Friday, May 14, 2010

Book Review: Carey, Allfree and Cairns' "Warfare in the Medieval World"

Published by Pen & Sword Military press (2006), Brian Carey and Joshua Allfree have assembled the best military analysis of the medieval age I have ever read. Accompanied by the fantastically explanatory and evolutionary illustrations of John Cairns, this book demonstrates applied tactical doctrine through 33 battles and their accompanying campaigns, debugging the persistent historical myths and misconceptions of medieval warfare and generalship.

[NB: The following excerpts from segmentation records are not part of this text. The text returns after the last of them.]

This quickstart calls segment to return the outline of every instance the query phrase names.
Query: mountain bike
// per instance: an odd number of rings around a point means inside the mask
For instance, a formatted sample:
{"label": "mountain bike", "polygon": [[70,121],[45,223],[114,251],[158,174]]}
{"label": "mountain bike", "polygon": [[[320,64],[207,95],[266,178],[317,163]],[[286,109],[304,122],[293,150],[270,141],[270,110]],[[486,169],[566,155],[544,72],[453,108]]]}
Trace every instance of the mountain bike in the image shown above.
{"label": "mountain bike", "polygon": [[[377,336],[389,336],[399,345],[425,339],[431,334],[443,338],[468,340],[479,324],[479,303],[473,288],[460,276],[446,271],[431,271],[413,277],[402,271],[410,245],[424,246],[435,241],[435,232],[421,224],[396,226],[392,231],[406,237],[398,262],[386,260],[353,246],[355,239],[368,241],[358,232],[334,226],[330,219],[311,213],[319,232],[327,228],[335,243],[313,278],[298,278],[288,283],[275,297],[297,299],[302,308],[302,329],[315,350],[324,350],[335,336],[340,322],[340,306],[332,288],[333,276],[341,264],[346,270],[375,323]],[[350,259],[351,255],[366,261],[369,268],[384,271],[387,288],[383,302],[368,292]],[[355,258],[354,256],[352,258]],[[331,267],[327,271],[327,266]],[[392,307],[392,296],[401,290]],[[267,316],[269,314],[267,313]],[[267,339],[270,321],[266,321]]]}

Specific to mid thirteenth century warfare, Chapter 5 'Late Medieval Warfare: The Return of Light Infantry" dedicates 38 pages to an analysis of the battle of Bouvines (1214) and the campaigns of Edward in Wales and Scotland to demonstrate the importance of combined arms fieldcraft, the importance of infantry in the age of chivalric warfare and the increasing presence and impact of ranged weaponry of the crossbow and selfbow armed soldiery.

Of particular interest is a discussion of horse armour in response to archery. Whilst it tends to concentrate this discourse on the later, Hundred Years war period of plate armour and barding in the face of the longbow and windlass crossbow, I would argue that the same concepts must extend back to the earliest introduction of quilted and caparison horse protection, so prevalent by the battle of Lewes.

This is a must have edition for any student of medieval military history.